The vowels in Chengdu are given below:

|  | Front | Central | Back |
|---|---|---|---|
| High | i | y | u |
| Mid | ε | ə | ɔ |
| Low |  | ɑ |  |

The following table shows the tense vowels of Chengdu-Chongqing dialect, and a comparison with other Sichuanese dialects:

| Example | Chengdu-Chongqing |  | Minjiang | Renshou-Fushun |
|---|---|---|---|---|
|  | Chengdu | Chongqing | Luzhou | Zigong |
| 搭 | [a] | [a] | [æ] | [a] |
| 说 | [o] | [o] | [ɵ] | [o] |
| 黑 | [ɛ] | [ɛ] | [e] | [ɛ] |
| 踢 | [iɛ] | [i] | [ie] | [i] |
| 出 | [u] | [u] | [ɵ] | [u] |
| 欲 | [yo] | [yu] | [yɵ] | [yi] |
| 湿 | [z̩] | [z̩] | [ə] | [z̩] |
| 掐 | [ia] | [ia] | [iæ] | [ia] |
| 刮 | [ua] | [ua] | [uæ] | [ua] |
| 铁 | [iɛ] | [iɛ] | [ie] | [iɛ] |
| 获 | [uɛ] | [uɛ] | [ɵ] | [ue] |
| 阅 | [yɛ] | [yɛ] | [yɵ] | [yɛ] |
| 药 | [yo] | [yo] | [yɵ] | [yo] |

=== Literary and colloquial readings of Chongqing-Chengdu dialect ===
Affected by Mandarin for a long time, literary and colloquial readings appear in the Chongqing-Chengdu dialect. Colloquial readings are usually the inherent reading style from the ancient Sichuan dialect, mainly appearing in high-frequency everyday communication; literary readings are close to modern Mandarin, normally appearing in written language. The literary and colloquial readings have been developing in the recent decades. However, affected by the promotion of Mandarin Chinese by the Chinese government, literary readings are becoming dominant, and some pronunciations have the tendency to disappear. Literary and colloquial readings of Chinese characters in Chengdu are shown below. Note: the table is only based on 《成都语音的初步研究》in 1958, the changes of Chengdu dialect in recent years are not considered:

| Example | Colloquial reading | Literary Reading |
|---|---|---|
| 严 | ŋan^{2} | nʲian^{2} |
| 下 | xa^{4} | ɕia^{4} |
| 等 | tʰən^{4} | tən^{3} |
| 横 | xuan^{3} | xuən^{2} |
| 胯 | kʰa^{2} | kʰua^{4} |
| 逼 | pie^{1} | pi^{2} |

== Vocabulary ==
As a branch of Sichuanese, Chengdu-Chongqing dialect is mainly composed of three parts: ancient Ba-Shu Chinese, vocabulary brought by immigrants in Ming and Qing Dynasties, and lingua franca of ancient China.

Chengdu-Chongqing dialect is a branch of Sichuan dialect, which is very different compared with other Chinese. Yunnan dialect, which is considered very similar to Sichuan dialect, only shares 58.3% identical words. Sichuan dialect is also influenced by Xiang Chinese and Gan Chinese, the vocabulary of Sichuan dialect is very different from northern Mandarin, with only 47.8% similar vocabulary.

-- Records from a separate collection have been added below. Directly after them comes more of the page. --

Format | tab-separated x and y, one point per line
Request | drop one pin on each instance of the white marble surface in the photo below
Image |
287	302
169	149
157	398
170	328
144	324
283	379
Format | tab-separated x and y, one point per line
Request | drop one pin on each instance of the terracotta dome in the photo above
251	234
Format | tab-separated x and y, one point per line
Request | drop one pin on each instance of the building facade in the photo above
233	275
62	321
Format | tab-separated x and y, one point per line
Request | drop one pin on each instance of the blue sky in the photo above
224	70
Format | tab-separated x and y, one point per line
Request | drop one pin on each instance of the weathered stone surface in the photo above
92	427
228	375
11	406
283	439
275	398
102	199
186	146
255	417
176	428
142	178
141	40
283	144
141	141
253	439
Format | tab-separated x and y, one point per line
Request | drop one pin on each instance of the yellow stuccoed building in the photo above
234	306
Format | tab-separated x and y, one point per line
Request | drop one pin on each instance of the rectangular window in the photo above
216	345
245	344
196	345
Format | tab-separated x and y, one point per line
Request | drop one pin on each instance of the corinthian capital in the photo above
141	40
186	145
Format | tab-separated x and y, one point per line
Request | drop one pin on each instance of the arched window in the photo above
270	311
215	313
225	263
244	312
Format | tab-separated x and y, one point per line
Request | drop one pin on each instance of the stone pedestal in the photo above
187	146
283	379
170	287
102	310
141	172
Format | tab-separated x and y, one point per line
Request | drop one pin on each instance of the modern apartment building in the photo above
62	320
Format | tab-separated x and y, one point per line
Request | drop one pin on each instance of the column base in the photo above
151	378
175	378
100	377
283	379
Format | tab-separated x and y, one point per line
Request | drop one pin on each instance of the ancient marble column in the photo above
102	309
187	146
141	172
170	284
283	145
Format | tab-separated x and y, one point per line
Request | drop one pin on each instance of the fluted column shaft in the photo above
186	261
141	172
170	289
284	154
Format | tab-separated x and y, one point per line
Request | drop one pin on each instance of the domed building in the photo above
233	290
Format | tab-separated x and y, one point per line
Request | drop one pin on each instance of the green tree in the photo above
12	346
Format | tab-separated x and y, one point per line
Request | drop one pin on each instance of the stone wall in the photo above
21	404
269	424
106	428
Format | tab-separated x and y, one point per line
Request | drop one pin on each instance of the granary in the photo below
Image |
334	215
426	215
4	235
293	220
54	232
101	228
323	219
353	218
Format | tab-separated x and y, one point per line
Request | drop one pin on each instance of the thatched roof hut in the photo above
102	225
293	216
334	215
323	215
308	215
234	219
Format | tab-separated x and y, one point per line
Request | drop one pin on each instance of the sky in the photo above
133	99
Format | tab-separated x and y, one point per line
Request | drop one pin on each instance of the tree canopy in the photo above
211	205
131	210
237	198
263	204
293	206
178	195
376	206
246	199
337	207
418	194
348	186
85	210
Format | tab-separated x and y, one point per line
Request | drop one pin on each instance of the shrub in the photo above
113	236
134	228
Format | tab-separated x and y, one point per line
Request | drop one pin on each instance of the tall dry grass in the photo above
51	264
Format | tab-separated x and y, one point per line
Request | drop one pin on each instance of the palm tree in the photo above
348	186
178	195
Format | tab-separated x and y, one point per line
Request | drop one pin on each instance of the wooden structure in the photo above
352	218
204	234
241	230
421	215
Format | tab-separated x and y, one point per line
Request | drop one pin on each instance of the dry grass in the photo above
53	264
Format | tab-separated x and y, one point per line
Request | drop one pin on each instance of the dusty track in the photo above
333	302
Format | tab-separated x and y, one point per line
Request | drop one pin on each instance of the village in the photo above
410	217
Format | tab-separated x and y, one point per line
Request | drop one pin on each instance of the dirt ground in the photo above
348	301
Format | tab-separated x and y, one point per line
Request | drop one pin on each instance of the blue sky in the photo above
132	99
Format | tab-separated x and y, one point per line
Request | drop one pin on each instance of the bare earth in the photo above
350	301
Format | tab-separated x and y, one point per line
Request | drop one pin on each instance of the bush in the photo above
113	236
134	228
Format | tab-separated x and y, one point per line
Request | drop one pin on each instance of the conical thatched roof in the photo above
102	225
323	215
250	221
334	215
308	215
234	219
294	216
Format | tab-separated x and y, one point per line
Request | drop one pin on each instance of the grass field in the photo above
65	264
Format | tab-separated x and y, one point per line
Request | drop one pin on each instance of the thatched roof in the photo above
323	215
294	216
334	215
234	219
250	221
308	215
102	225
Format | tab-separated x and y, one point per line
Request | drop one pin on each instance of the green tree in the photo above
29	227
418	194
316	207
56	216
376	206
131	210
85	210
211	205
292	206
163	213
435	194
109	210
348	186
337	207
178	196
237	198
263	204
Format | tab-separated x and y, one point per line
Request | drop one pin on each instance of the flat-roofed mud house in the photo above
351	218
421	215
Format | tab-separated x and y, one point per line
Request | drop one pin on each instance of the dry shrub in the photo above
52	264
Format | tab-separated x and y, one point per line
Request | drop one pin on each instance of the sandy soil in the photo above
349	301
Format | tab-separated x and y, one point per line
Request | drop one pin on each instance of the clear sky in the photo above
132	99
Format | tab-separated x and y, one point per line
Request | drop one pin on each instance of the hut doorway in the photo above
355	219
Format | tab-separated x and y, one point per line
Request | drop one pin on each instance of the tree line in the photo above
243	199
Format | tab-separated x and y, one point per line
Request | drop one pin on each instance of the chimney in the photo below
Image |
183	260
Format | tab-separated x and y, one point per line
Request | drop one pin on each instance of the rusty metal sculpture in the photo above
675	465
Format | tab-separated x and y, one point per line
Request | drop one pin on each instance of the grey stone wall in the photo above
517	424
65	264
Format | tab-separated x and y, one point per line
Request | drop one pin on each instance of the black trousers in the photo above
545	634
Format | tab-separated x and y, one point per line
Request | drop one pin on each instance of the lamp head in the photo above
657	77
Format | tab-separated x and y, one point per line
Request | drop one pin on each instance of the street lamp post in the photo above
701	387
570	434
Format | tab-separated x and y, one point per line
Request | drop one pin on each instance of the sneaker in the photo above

Recently, many loanwords have been introduced to Chengdu and Chongqing from standard Mandarin and English. Meanwhile, new words are developing in Chengdu and Chongqing, which then spread at a dramatic speed through China. For example, “雄起”(xióng qǐ) (meaning to "cheer up"), is a typical Chengdu-Chongqing word that gets popular in China, equivalent to "加油" (jiāyóu) in standard Mandarin.